Pletz et al., (2020) investigated the suitability and limitations of generic PBPK models (IndusChemFate (ICF) tool Cefic website and High-Throughput Toxicokinetics (Httk) package US EPA website) in deriving biomonitoring equivalents for phenols (bisphenol A, Triclosan and benzophenone-3), phthalates (di-n-butyl phthalate and butylbenzyl phthalate) and parabens (methyl paraben, ethyl paraben, n-Propyl paraben, n-Butyl paraben) with a view to facilitating the use of human biomonitoring (HBM) data in the assessment of chemical mixtures at a screening level (i.e. establishing safe levels in urine or blood against which measure HBM values can be compared).

In brief, the methodology consisted of seven steps:

i).             The selection of HBM data - Danish children and on Norwegian mothers and children;

ii).             PBPK model selection ICF and Httk package;

iii).             Selection of chemicals to simulate including a literature search for health-based guidance values and selection of physiological parameters in the model;

iv).             Forward dosimetry;

v).             Evaluation of modelling results;

vi).             Application in a case study for a single substance risk assessment and;

vii).             Application in a case study for mixture risk assessment with outputs from the Httk analysis.

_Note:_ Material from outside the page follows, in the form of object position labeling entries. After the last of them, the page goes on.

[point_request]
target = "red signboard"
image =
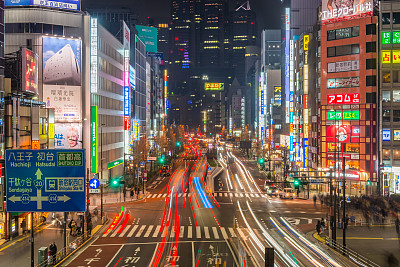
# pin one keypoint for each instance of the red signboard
(344, 99)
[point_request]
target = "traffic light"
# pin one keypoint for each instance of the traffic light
(296, 183)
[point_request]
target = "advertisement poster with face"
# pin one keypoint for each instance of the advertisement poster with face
(62, 78)
(68, 136)
(341, 10)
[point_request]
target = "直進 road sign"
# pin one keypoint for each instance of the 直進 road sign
(45, 180)
(94, 184)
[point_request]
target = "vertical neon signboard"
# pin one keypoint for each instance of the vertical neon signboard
(93, 55)
(93, 139)
(287, 61)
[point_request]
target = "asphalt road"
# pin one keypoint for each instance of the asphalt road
(182, 223)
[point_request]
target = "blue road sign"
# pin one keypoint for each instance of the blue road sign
(94, 183)
(45, 180)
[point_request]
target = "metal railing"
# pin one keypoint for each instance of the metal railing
(350, 254)
(52, 260)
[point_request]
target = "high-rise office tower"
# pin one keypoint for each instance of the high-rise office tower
(242, 32)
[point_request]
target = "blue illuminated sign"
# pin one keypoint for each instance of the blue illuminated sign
(45, 180)
(386, 135)
(59, 4)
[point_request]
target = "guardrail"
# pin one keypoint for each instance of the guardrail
(350, 254)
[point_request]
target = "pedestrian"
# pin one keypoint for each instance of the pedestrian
(322, 225)
(90, 226)
(318, 227)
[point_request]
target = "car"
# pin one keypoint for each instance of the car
(287, 193)
(273, 191)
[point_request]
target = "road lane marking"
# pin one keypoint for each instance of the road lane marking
(241, 233)
(224, 235)
(132, 231)
(216, 235)
(125, 230)
(198, 232)
(139, 233)
(157, 231)
(147, 234)
(206, 232)
(116, 231)
(190, 232)
(232, 232)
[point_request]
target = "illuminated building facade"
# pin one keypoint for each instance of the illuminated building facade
(349, 108)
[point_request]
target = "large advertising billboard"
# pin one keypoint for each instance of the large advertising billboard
(62, 78)
(29, 71)
(68, 136)
(341, 10)
(149, 37)
(60, 4)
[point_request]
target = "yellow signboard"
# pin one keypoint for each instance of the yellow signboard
(214, 86)
(386, 56)
(306, 42)
(396, 56)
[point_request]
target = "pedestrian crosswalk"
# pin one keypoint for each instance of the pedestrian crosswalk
(185, 232)
(226, 194)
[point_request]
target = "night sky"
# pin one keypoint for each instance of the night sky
(268, 11)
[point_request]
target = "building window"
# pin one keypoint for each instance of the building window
(371, 47)
(385, 18)
(371, 29)
(371, 63)
(386, 96)
(396, 17)
(386, 115)
(371, 80)
(396, 115)
(386, 76)
(386, 154)
(396, 96)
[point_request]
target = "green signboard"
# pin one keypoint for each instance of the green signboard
(396, 37)
(93, 139)
(115, 163)
(347, 115)
(385, 37)
(148, 35)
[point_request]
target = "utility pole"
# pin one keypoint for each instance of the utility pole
(344, 206)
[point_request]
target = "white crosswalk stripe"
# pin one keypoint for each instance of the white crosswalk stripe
(185, 232)
(215, 232)
(132, 231)
(157, 231)
(125, 230)
(139, 233)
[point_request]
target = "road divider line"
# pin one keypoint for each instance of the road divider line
(132, 231)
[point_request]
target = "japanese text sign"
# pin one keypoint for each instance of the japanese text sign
(45, 180)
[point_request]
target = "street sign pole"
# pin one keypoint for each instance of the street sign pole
(32, 244)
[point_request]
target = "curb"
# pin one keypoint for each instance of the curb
(84, 243)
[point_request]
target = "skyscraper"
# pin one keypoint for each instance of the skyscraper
(242, 32)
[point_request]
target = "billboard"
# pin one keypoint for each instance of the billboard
(214, 86)
(68, 136)
(339, 10)
(62, 78)
(59, 4)
(149, 37)
(29, 71)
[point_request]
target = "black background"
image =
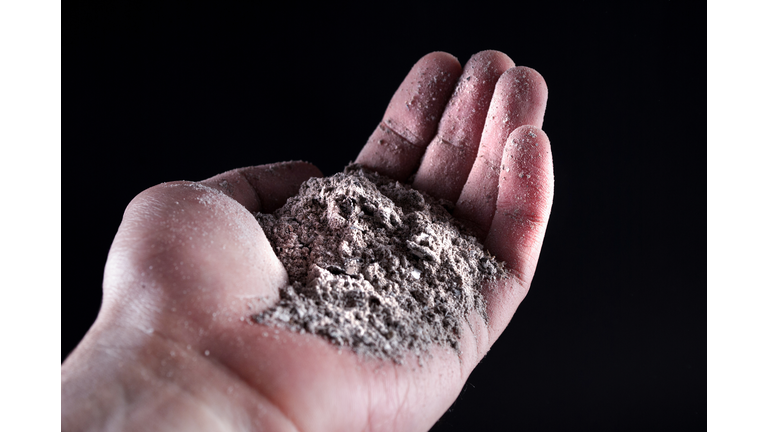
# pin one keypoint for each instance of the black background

The authors noted both advantages and limitations of both PBPK models. For ICF, the main advantage was that the model included features for inclusion of metabolism, however, it required a substantial number of input parameters which were not readily available within the literature. For Httk, the advantage was that it had an in-built library of relevant parameters covering many chemicals and thus was considered to be more user- friendly, however, in the version tested (version 1.8), metabolism was only addressed via intrinsic clearance and thus predictions of metabolite concentrations could not be included.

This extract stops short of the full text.